Simon Moretti ha recentemente curato una mostra presso la Percy Miller Gallery, intitolata The Green Room. La mostra rappresenta un interessante corollario dell’attività di Simon, come scopriremo tra poco nel corso dell’intervista. Performance, disegno, fotografia ed installazione sono tra i media più ricorrenti nella produzione di questo artista italo-inglese, attento alla tensione tra bi-dimensionalità rappresentativa ed illusione tridimensionale, nonché ai temi della collaborazione e della proprietà d’autore.
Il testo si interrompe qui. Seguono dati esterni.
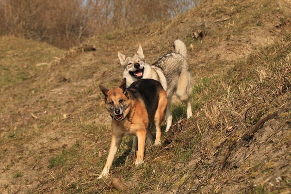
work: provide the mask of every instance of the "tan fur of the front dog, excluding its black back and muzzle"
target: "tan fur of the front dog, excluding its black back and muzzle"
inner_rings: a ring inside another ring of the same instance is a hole
[[[109,174],[109,169],[113,163],[114,155],[117,152],[118,147],[121,144],[122,137],[127,135],[135,135],[132,144],[132,150],[137,149],[137,157],[135,165],[140,165],[144,163],[144,151],[146,138],[150,136],[147,130],[149,129],[149,123],[153,122],[156,126],[156,140],[155,145],[161,144],[161,123],[165,117],[165,110],[167,107],[167,96],[165,90],[161,90],[159,94],[159,103],[157,111],[154,115],[153,121],[148,120],[148,115],[146,111],[145,104],[142,99],[131,99],[126,97],[122,88],[115,88],[112,90],[107,90],[103,86],[100,89],[105,93],[106,97],[106,109],[110,112],[110,102],[113,101],[113,106],[118,105],[119,99],[125,99],[123,104],[126,105],[126,110],[124,111],[124,118],[122,120],[112,119],[112,141],[110,146],[110,151],[104,169],[98,178],[102,178]],[[138,145],[137,145],[138,144]]]

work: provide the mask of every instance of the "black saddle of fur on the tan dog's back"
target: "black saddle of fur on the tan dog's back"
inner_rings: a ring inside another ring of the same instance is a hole
[[[142,98],[144,101],[149,120],[153,119],[153,116],[157,111],[159,97],[162,91],[164,90],[161,83],[152,79],[134,81],[128,87],[128,92],[131,98]]]

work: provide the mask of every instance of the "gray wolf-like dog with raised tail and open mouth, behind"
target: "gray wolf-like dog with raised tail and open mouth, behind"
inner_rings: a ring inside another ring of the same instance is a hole
[[[162,87],[166,90],[168,97],[166,132],[169,131],[172,125],[173,116],[170,111],[170,99],[175,93],[187,106],[187,118],[192,116],[189,100],[191,75],[187,62],[187,48],[182,41],[175,40],[174,49],[174,52],[163,55],[152,65],[146,63],[144,52],[140,45],[137,54],[132,57],[126,57],[118,51],[118,58],[124,67],[123,77],[127,79],[127,87],[134,81],[148,78],[160,81]]]

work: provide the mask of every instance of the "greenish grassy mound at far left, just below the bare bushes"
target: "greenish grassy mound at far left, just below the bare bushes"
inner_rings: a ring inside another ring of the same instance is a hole
[[[43,66],[49,65],[48,62],[65,52],[13,36],[2,36],[0,40],[1,93],[9,86],[31,79],[37,71],[43,70]]]

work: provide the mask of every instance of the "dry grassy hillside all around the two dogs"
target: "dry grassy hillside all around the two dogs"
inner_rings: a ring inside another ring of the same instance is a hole
[[[0,193],[117,193],[113,178],[123,193],[290,192],[290,15],[287,0],[209,0],[92,37],[81,45],[92,52],[1,37]],[[174,103],[175,124],[161,147],[146,148],[145,164],[133,165],[126,137],[111,177],[98,180],[111,139],[98,85],[119,85],[118,50],[132,55],[140,43],[153,63],[177,38],[189,52],[194,117]]]

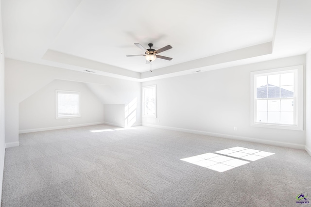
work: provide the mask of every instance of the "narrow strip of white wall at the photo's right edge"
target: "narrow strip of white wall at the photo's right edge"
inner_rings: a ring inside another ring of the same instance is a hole
[[[311,50],[306,54],[306,151],[311,155]]]

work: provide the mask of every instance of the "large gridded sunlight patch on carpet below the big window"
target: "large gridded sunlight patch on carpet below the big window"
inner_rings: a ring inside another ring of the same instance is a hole
[[[255,161],[274,154],[239,146],[216,151],[215,153],[206,153],[180,160],[222,173],[247,164],[249,161]]]

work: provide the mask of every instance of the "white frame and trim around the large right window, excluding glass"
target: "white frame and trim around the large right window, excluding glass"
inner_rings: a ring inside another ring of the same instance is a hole
[[[294,125],[258,123],[256,122],[256,77],[261,75],[273,75],[283,72],[294,72]],[[303,65],[277,68],[271,70],[261,70],[251,72],[251,126],[268,127],[279,129],[303,130]]]

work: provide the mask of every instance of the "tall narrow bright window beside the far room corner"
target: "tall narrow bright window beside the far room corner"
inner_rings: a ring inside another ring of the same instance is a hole
[[[143,115],[156,117],[156,87],[155,85],[142,88]]]

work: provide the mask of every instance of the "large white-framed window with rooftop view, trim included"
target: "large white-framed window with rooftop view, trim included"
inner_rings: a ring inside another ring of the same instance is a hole
[[[252,126],[302,130],[302,66],[251,73]]]

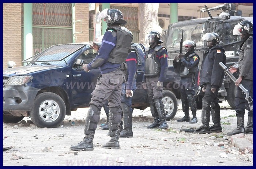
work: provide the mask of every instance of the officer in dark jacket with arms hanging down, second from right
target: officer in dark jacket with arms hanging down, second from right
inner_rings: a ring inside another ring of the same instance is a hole
[[[203,55],[202,67],[200,71],[200,83],[204,97],[202,99],[202,123],[194,133],[221,132],[221,117],[218,99],[218,90],[221,87],[224,71],[219,66],[219,62],[226,64],[225,49],[221,45],[219,35],[215,32],[206,33],[202,40],[207,41],[207,51]],[[212,111],[211,111],[212,109]],[[211,114],[210,114],[211,113]],[[212,115],[213,126],[209,126],[210,115]]]

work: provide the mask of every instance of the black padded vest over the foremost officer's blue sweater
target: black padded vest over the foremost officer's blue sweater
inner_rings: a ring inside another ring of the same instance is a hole
[[[121,64],[125,62],[129,50],[131,49],[132,36],[121,27],[108,27],[106,31],[108,30],[117,31],[116,46],[110,52],[108,62]]]

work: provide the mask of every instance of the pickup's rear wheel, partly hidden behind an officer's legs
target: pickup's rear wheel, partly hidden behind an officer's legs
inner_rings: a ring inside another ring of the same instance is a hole
[[[178,109],[176,96],[169,90],[163,90],[162,103],[166,113],[166,120],[173,119]]]

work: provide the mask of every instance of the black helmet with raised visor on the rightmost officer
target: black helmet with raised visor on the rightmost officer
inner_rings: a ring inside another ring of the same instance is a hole
[[[241,33],[253,34],[253,23],[249,20],[243,20],[233,29],[233,35],[240,35]]]

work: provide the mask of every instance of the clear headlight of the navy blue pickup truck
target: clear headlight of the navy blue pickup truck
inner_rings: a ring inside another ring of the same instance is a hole
[[[11,76],[4,86],[21,86],[28,83],[31,79],[33,79],[33,76],[30,75]]]

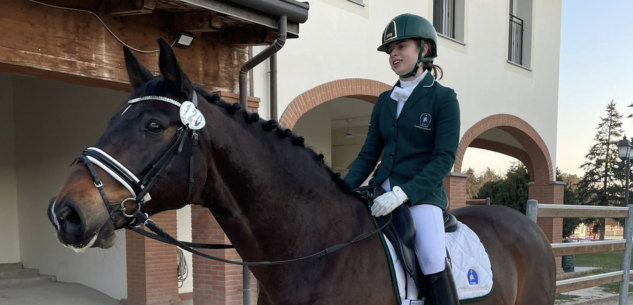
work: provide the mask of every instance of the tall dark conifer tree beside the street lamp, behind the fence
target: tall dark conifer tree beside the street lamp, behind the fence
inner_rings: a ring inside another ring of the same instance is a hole
[[[617,142],[622,137],[622,116],[615,109],[613,100],[607,105],[606,117],[600,119],[595,143],[585,156],[586,162],[580,166],[585,174],[578,183],[578,194],[585,205],[621,205],[624,168],[618,157]],[[600,230],[600,240],[604,240],[605,219],[586,221],[594,223],[594,230]]]

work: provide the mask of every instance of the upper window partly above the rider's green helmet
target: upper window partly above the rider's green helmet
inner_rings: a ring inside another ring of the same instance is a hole
[[[433,26],[440,36],[464,42],[465,0],[433,0]]]

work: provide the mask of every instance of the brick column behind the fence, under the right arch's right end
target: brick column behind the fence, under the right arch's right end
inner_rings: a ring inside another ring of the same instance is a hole
[[[564,198],[563,182],[551,181],[545,183],[531,183],[529,188],[529,199],[535,199],[539,203],[563,204]],[[538,225],[541,227],[550,243],[560,243],[563,240],[563,219],[562,218],[539,218]],[[556,273],[562,273],[561,257],[556,257]]]

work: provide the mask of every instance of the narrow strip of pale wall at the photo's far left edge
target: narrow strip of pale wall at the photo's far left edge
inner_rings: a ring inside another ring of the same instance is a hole
[[[13,83],[0,73],[0,264],[20,261]]]

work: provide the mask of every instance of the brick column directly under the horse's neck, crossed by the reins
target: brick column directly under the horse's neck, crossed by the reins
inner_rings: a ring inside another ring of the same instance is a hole
[[[229,244],[207,208],[191,206],[191,237],[194,243]],[[224,259],[240,261],[235,250],[201,250]],[[194,305],[241,305],[242,266],[193,256]],[[251,304],[257,304],[257,281],[251,275]]]

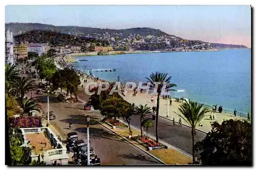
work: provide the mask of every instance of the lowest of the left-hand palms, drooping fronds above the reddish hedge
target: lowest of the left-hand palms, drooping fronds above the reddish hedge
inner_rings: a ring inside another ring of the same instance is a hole
[[[38,111],[40,112],[41,107],[39,104],[35,103],[32,98],[25,98],[22,100],[21,107],[23,108],[23,114],[28,113],[30,114],[30,111]]]

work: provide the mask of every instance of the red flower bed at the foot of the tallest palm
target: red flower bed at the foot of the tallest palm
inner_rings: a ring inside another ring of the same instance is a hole
[[[163,145],[161,143],[157,143],[155,140],[153,140],[149,137],[135,136],[135,137],[132,137],[131,139],[138,142],[139,144],[143,145],[148,150],[151,150],[150,148],[152,148],[153,150],[166,148],[165,145]]]

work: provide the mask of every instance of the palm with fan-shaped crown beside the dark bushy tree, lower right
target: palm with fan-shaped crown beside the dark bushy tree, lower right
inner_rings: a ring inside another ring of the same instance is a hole
[[[183,103],[179,111],[181,114],[178,114],[185,122],[191,127],[191,136],[192,136],[192,153],[193,153],[193,163],[195,163],[195,136],[196,136],[196,127],[205,116],[205,113],[209,112],[208,109],[203,108],[203,104],[197,102],[185,102]]]

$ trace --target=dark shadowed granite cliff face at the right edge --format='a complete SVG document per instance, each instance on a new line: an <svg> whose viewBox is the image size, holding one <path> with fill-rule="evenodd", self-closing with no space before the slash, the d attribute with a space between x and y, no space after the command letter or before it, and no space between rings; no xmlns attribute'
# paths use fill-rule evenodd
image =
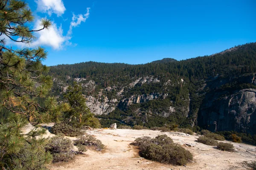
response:
<svg viewBox="0 0 256 170"><path fill-rule="evenodd" d="M256 134L256 89L235 91L220 97L225 92L209 94L198 113L198 125L216 130L235 130Z"/></svg>

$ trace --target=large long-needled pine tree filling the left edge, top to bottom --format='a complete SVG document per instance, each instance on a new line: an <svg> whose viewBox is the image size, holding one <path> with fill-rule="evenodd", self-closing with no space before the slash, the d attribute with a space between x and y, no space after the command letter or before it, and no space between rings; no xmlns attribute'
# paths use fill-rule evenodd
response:
<svg viewBox="0 0 256 170"><path fill-rule="evenodd" d="M8 111L9 119L0 121L0 167L3 170L40 170L52 159L45 152L45 139L38 136L45 130L38 123L57 119L69 105L58 105L54 97L47 97L52 86L48 68L42 65L47 57L44 48L13 49L6 39L17 43L31 43L34 32L48 29L50 20L41 20L40 30L31 30L34 17L23 0L0 1L0 109ZM39 100L45 101L44 106ZM26 134L22 127L28 122L34 128Z"/></svg>

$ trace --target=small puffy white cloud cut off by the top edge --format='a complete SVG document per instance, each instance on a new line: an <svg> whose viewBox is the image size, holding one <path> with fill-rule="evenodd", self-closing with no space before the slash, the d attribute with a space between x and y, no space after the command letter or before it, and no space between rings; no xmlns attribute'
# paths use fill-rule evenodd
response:
<svg viewBox="0 0 256 170"><path fill-rule="evenodd" d="M59 17L66 10L62 0L35 0L35 2L38 4L38 11L47 12L49 16L55 13Z"/></svg>

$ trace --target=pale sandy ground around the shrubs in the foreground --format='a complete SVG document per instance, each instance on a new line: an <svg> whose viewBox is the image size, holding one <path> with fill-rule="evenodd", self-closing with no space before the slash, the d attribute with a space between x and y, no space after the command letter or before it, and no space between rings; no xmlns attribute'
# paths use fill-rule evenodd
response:
<svg viewBox="0 0 256 170"><path fill-rule="evenodd" d="M29 126L26 130L28 129ZM185 133L130 129L95 129L88 130L87 133L101 140L105 144L105 149L97 151L88 148L87 152L77 155L75 159L51 164L49 168L51 170L246 170L247 167L242 162L256 160L255 146L229 142L234 145L236 150L230 153L198 143L196 142L198 136L188 136ZM179 143L189 150L193 154L194 160L186 167L161 164L140 157L138 149L130 145L138 137L155 137L160 134L168 135L175 143ZM47 131L46 136L54 135ZM187 143L195 144L195 146L186 146Z"/></svg>

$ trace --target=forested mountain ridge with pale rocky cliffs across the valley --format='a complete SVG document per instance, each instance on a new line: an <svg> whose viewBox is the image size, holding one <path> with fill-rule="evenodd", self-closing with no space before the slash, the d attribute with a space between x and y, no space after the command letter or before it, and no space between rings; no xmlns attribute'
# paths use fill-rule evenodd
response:
<svg viewBox="0 0 256 170"><path fill-rule="evenodd" d="M160 60L161 61L161 60ZM50 67L52 93L62 99L81 83L103 125L181 127L256 132L256 43L211 56L140 65L82 62Z"/></svg>

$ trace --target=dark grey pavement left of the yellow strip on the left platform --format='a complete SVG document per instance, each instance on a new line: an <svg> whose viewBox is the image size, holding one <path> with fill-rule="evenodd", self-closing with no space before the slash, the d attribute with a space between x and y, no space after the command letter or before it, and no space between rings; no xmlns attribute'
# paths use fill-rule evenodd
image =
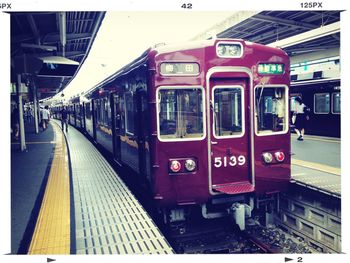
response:
<svg viewBox="0 0 350 263"><path fill-rule="evenodd" d="M34 122L25 123L27 151L11 142L11 253L24 254L30 243L55 149L52 124L35 133Z"/></svg>

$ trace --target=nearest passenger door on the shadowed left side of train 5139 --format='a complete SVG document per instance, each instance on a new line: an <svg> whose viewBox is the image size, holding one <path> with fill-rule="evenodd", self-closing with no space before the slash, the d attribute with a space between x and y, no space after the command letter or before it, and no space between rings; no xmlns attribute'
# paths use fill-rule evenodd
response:
<svg viewBox="0 0 350 263"><path fill-rule="evenodd" d="M117 161L121 160L121 141L120 136L122 135L122 116L123 116L123 99L119 93L113 93L111 97L112 105L112 126L113 126L113 154L114 159Z"/></svg>

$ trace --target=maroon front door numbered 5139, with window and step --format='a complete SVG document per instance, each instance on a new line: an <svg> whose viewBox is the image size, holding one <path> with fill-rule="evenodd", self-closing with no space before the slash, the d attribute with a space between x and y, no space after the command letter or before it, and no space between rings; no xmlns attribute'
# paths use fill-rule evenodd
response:
<svg viewBox="0 0 350 263"><path fill-rule="evenodd" d="M250 162L248 78L210 78L209 176L211 190L254 191Z"/></svg>

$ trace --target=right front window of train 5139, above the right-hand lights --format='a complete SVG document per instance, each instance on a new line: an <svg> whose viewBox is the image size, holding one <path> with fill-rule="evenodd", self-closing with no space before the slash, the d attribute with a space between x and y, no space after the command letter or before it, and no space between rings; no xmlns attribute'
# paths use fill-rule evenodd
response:
<svg viewBox="0 0 350 263"><path fill-rule="evenodd" d="M288 131L288 96L285 86L259 86L255 89L256 134L270 135Z"/></svg>

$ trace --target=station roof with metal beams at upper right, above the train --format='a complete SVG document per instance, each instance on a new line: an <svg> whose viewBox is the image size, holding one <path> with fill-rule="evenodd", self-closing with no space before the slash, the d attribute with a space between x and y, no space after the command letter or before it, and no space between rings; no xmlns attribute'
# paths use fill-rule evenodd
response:
<svg viewBox="0 0 350 263"><path fill-rule="evenodd" d="M267 45L339 21L340 11L237 12L194 39L203 38L206 34L211 33L216 34L219 38L241 38ZM288 55L293 56L339 47L339 45L340 33L338 32L283 49Z"/></svg>

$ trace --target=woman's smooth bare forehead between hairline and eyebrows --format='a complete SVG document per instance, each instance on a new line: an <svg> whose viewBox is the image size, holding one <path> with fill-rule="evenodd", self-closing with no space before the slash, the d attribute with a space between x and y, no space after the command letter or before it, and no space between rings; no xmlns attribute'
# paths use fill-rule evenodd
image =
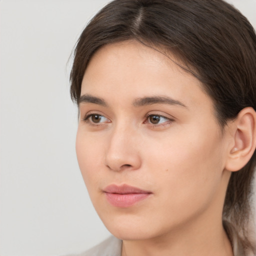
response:
<svg viewBox="0 0 256 256"><path fill-rule="evenodd" d="M123 41L101 47L91 58L81 85L81 95L92 94L134 100L146 95L175 97L185 105L203 105L212 100L201 82L185 72L171 54L137 41ZM115 99L115 100L113 100Z"/></svg>

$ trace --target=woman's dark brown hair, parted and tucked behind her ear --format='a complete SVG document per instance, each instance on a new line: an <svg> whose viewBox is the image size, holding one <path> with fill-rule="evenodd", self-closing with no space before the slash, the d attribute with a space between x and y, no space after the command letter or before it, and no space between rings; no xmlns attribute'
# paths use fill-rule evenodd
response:
<svg viewBox="0 0 256 256"><path fill-rule="evenodd" d="M113 0L87 24L74 49L70 93L78 103L81 82L92 55L103 45L137 40L171 53L185 71L198 78L214 103L221 128L247 106L256 109L256 35L249 21L223 0ZM173 60L174 61L174 60ZM182 63L182 64L180 64ZM223 219L248 238L255 152L232 172Z"/></svg>

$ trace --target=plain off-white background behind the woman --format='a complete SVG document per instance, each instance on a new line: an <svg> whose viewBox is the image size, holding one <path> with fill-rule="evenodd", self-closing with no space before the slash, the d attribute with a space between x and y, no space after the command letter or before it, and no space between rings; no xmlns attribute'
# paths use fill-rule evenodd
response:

Simon Moretti ha precedentemente prodotto una installazione per la Turbine Hall della Tate Modern, intitolata A Space for Conversation, è stato ospite di Platform con una personale intitolata Collection Particuliere (Settembre-Ottobre 2001), ed ha partecipato alla collettiva Fair Play curata da Jananne Al-Ani e Frances Kearney per la Danielle Arnaud Gallery (Settembre 2001).
Simon, cosa rappresenta Londra nella tua esperienza e per la tua ricerca di artista?
All’interno della mia esperienza, Londra rappresenta sicuramente un polo di idee e possibilità. Londra offre una serie di spazi espositivi particolarmente interessanti, vivi e pieni di opportunità per artisti giovani: da Platform a Vilma Gold, dalla Percy Miller Gallery a Nylon. Per me è stato molto utile attivarmi, iniziare a lavorare ed esporre a Londra. È stato qui che curatori indipendenti, mercanti d’arte coraggiosi e qualche spazio pubblico mi hanno incoraggiato e dato sostegno, sia logistico che concettuale.
All’interno delle tue opere, si osserva il tentativo insistito e coerente di rielaborare le superfici, conducendole verso la ricomposizione di volumi. Ci vuoi parlare del rapporto tra superfici e volumi nel tuo lavoro?
Lo spazio che mi interessa e che esploro nel mio lavoro è uno spazio ambiguo, forse sospeso ed in ogni caso presente nella discontinuità tra due dimensioni, tra superfici e volumi, tra oggetti ed immagini. Questo dialogo, soprattutto quando si sviluppa nel passaggio tra bi- e tri-dimensionalità (dentro e fuori le cornici), è uno degli elementi ricorrenti nella mia ricerca di artista.
Che relazione esiste tra la tua attività di artista e quella di curatore?
Sono sempre stato impegnato in entrambe le attività: esporre i miei lavori e quelli di altri artisti, organizzando e curando mostre. In passato, tuttavia, le due cose erano ben separate. Solo recentemente mi sono reso conto di quanto questi due impegni siano di fatto strettamente collegati, in particolare da quando ho iniziato a lavorare in collaborazione con altri artisti, avviando un aperto dialogo e riadottando il loro lavoro (talvolta in termini di consensuale riappropriazione) nell’installazione di mostre di gruppo che vede coinvolte opere sia mie che di altri. Queste due attività stanno ora crescendo e sviluppandosi non solo parallelamente, ma anche in reciproca contaminazione.
Che ne pensi dell’attuale condizione delle arti visive in Italia? Quali differenze intravedi tra Italia e UK, soprattutto per quanto riguarda il contemporaneo?Purtroppo non credo di essere abbastanza al corrente di quella che è la situazione delle arti visive in Italia. Da quello che posso osservare, la mia impressione è che al momento si stanno sviluppando iniziative molto interessanti, in particolare a Milano, Torino ed in Toscana, sia dal punto di vista degli spazi espositivi disponibili sia per quanto riguarda l’attività specifica degli artisti.
Trovo che ci siano delle forti differenze tra la scena inglese e quella italiana, non tanto tuttavia in termini di mercato. Si tratta piuttosto di una sensibilità diversa nel linguaggio artistico. Io credo di essere un po’ un ibrido, esistente nel bel mezzo di queste due sensibilità: credo di averle ereditate entrambe.
Progetti futuri?
Al momento The Green Room, curata inizialmente per la Percy Miller Gallery, sembra aver attirato l’attenzione di altre gallerie interessate a far viaggiare la mostra. Sto inoltre progettando un’altra mostra di gruppo in collaborazione con un’altra galleria e prossimamente lavorerò ad una nuova versione del mio lavoro A Space for Conversation, realizzato precedentemente per la Tate Modern. Credo che reinventerò questo lavoro per la collettiva Fair Play, già presentata alla Danielle Arnaud Gallery e che in luglio riaprirà alla Angel Row Gallery di Nottingham.